Spine. Turning a book into voice, image, and conversation through AI.
About this project
This is a personal experiment built for my own reading. This case study focuses on the design idea, the multi-voice approach, and the build, not on specific book content.
Challenge
Single-voice audiobooks flatten the experience. Every character speaks in the same narrator's voice, illustrations live in a different app, and looking up an unfamiliar phrase means leaving the reader entirely. The challenge was building something closer to how readers actually want to experience a book: multiple voices, scene-level imagery, instant explainers, all in one place, and cheap enough to run on any book I owned.
Strategy
Treat the book as a structured script, not a wall of text. Each chapter is markdown with **[SPEAKER]** tags; each speaker maps to a TTS voice plus acting direction. The voice provider is pluggable: OpenAI's hosted catalog for the widest range of voices, or a local model like Chatterbox for cost-free, fully offline rendering. Run Whisper across the rendered audio for word-level karaoke sync. Use an LLM pass to detect scenes and generate illustrations on demand. Add a selection-based "explain" layer that opens an LLM chat about any phrase, and persist what was explained or imagined so it can be revisited with a click. Content-address every artifact so re-runs cost nothing.
Results
A working local audiobook reader with multi-voice TTS, word-level seek-on-click, per-scene illustrations, persistent highlights, and an LLM explain layer. A full novel (~120k words, ~80 scenes) renders end to end, with every step cached so iteration is free. The pipeline is generic enough to work on any book: swap the markdown script, the voice mappings, and the character sheets, and it produces a new audiobook.
The story
Spine started from a small frustration: I wanted to listen to a book and have characters sound like characters, see what a scene actually looked like, and pull up an explanation of a strange phrase without losing my place. The pieces existed separately (TTS, illustration models, LLM chat) but nothing wove them together into a reader.

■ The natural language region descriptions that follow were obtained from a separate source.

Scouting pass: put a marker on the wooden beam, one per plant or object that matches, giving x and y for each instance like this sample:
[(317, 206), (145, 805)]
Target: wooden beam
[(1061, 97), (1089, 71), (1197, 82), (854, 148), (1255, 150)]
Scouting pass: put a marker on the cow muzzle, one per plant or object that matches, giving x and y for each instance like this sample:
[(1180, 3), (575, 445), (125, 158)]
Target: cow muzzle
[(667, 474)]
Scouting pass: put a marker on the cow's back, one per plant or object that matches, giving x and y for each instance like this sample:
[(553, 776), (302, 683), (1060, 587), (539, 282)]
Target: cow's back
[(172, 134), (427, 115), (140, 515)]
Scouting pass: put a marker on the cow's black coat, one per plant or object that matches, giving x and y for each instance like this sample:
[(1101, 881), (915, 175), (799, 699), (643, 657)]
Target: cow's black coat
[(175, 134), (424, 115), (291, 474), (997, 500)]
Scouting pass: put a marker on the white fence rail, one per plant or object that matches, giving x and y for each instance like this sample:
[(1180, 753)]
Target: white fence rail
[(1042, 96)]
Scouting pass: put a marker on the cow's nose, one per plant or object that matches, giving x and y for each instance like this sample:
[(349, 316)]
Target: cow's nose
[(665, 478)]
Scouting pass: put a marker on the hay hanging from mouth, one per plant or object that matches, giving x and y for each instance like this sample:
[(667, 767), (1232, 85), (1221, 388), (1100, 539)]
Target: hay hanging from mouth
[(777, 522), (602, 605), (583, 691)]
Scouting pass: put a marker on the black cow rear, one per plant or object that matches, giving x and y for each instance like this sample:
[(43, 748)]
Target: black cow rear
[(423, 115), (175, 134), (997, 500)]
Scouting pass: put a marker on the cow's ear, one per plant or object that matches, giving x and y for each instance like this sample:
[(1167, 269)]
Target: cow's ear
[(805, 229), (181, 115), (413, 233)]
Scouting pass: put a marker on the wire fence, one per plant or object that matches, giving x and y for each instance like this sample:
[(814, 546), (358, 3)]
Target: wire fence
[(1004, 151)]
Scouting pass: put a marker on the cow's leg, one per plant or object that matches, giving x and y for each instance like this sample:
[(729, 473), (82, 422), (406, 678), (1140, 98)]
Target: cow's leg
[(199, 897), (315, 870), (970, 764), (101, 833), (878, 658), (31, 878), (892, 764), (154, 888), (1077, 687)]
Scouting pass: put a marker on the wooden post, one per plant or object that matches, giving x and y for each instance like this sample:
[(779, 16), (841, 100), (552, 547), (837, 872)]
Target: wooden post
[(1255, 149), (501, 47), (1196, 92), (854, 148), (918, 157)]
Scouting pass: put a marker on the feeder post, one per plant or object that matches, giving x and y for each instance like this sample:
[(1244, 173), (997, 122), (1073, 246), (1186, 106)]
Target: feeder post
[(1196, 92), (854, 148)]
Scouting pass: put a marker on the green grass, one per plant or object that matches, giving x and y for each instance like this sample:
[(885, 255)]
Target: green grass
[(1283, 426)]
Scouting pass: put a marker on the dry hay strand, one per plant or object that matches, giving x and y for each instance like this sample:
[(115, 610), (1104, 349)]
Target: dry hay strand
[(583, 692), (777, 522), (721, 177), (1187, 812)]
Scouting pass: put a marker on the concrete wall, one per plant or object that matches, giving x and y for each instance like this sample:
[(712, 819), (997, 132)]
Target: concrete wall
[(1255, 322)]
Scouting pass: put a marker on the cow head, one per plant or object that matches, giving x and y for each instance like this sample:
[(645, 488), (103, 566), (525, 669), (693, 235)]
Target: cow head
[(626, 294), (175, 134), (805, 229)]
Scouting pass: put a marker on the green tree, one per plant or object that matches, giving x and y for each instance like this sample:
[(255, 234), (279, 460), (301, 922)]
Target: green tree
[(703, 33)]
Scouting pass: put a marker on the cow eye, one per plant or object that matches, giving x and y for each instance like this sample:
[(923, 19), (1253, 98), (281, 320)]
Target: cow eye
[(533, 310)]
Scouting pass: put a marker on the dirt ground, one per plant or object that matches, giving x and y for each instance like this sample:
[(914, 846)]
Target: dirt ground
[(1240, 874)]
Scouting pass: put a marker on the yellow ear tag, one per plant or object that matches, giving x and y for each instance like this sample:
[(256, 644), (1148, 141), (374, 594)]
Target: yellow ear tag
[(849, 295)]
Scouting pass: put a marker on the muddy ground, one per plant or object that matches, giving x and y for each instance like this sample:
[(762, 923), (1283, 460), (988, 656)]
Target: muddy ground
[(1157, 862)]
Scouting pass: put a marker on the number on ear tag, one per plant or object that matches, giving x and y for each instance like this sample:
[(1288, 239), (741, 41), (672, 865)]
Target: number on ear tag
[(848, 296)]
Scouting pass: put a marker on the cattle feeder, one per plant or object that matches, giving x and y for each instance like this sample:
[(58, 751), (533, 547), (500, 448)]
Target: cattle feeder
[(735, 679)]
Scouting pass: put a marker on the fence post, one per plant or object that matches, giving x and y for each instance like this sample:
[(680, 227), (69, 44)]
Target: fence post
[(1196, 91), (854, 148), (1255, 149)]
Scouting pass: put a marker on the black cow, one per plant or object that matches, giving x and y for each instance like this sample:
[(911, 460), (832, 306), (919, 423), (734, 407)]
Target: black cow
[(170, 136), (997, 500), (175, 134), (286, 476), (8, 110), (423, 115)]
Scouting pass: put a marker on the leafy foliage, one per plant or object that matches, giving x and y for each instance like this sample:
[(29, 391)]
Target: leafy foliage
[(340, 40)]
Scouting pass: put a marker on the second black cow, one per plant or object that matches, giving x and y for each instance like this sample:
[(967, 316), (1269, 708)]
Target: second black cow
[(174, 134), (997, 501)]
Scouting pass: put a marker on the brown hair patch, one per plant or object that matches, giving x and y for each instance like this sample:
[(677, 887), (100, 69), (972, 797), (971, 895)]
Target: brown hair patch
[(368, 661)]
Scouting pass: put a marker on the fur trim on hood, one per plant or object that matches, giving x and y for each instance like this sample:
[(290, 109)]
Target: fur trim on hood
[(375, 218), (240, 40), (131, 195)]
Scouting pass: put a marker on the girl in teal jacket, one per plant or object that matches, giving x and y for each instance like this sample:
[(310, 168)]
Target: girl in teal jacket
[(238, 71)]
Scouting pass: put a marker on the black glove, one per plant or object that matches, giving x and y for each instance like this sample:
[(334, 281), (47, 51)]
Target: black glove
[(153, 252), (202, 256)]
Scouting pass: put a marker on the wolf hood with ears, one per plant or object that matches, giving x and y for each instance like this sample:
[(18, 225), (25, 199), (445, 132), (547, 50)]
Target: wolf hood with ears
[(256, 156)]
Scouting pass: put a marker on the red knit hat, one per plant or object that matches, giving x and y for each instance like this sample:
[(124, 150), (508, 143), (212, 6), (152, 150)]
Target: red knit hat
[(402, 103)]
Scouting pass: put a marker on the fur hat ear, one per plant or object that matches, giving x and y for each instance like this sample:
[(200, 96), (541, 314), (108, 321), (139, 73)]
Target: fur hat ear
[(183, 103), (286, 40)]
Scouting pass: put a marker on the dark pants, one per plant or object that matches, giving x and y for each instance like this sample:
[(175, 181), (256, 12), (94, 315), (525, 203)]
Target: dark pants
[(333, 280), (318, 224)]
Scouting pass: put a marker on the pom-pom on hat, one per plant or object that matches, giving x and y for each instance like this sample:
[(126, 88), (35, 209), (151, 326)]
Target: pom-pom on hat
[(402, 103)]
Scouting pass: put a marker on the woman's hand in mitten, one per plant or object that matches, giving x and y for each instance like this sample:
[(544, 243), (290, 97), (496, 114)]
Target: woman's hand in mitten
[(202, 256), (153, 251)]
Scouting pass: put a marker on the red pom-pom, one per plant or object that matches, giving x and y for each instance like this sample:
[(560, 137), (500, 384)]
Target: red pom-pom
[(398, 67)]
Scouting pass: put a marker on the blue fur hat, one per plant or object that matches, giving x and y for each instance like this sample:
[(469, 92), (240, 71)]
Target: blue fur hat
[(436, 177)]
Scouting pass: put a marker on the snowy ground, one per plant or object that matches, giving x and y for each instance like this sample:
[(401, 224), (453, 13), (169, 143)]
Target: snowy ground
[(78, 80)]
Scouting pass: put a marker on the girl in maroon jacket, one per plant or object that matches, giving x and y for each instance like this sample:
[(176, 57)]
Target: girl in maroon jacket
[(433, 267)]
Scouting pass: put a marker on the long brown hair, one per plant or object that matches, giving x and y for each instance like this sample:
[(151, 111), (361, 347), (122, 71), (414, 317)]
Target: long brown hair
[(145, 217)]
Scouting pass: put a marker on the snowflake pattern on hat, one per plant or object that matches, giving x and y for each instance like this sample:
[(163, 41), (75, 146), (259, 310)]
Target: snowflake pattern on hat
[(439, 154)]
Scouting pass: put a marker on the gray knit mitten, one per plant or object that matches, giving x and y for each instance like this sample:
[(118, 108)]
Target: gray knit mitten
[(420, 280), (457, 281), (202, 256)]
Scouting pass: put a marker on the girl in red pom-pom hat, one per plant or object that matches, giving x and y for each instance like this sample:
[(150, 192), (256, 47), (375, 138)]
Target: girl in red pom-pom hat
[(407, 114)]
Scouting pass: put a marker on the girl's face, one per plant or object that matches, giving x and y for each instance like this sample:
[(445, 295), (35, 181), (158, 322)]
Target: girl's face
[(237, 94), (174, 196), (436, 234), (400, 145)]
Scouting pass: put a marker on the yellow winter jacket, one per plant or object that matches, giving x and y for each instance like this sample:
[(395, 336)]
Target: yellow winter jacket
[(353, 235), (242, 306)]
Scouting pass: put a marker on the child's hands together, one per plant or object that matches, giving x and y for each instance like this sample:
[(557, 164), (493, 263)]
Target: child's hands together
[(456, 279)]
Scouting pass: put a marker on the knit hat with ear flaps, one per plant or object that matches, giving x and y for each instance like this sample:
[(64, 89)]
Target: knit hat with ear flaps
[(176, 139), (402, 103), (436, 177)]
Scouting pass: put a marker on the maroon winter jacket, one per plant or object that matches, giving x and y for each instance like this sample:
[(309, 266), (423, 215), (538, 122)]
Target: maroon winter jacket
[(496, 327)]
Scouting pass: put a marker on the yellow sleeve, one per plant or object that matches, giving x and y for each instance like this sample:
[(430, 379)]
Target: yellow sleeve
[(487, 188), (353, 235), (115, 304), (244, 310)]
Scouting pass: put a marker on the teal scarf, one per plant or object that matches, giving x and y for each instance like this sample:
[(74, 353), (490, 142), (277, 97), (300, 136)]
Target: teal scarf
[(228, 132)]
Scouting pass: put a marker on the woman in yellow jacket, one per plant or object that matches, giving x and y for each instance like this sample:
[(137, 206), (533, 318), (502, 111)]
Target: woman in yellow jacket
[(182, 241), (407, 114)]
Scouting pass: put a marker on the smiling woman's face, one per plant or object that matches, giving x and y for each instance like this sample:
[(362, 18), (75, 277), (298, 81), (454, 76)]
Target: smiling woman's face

The most interesting design move was treating voice as a per-character prompt, not just a voice selection. Each speaker in voices.json gets a voice plus acting direction: "weary, introspective, slightly raspy, slow deliberate pacing"; "practiced friendliness with subtly wrong rhythm, human words but alien prosody." Same TTS model, but the same voice can sound like a different character in a different mood depending on the instruction. The whole pipeline becomes a director's chair, not a button.
The second move was making illustrations feel like part of the prose rather than decoration. The LLM detects scene boundaries from the script, generates a single image prompt per scene, and the reader's sticky right column tracks the viewport so each scene's image surfaces when the corresponding text plays. Images are spoiler-locked behind audio playback. A consistent character sheet runs through every prompt so the same character is recognizable across scenes.
The third move was layering interactive reading on top. Select any prose to either get an LLM explainer (in-context for that passage, with follow-up chat) or to generate a custom image. Both leave a colored underline behind, so the book accumulates a quiet trail of what's been explored. Click a marked passage later and the cached explanation or image comes back instantly.
Spine is less about the specific output and more about what the build itself proves. Take a long-form medium that's been mostly static, treat it as a structured material, and you can produce something genuinely multimodal with a small set of generative AI APIs and a careful caching strategy. The hard part isn't the AI calls. It's deciding what reading should feel like.
Select highlights
- Defined and built Spine end to end as a personal experiment in multimodal reading.
- Designed per-character voice direction as prompts, not just voice picks, so one TTS catalog produces distinct characters.
- Built a multi-pass pipeline: parse → cues → render → word-sync → scenes → on-demand image gen, all content-addressed cached.
- Designed a reader with karaoke-style word sync, sticky scene illustrations, and selection-based Explain and Generate-image actions.
- Built a per-voice audition UI so character voices and acting direction could be tuned iteratively before committing to a full render.
- Architected the TTS layer as a pluggable provider so the same script renders through OpenAI's hosted voices or a local model like Chatterbox, depending on cost, privacy, and voice-catalog needs.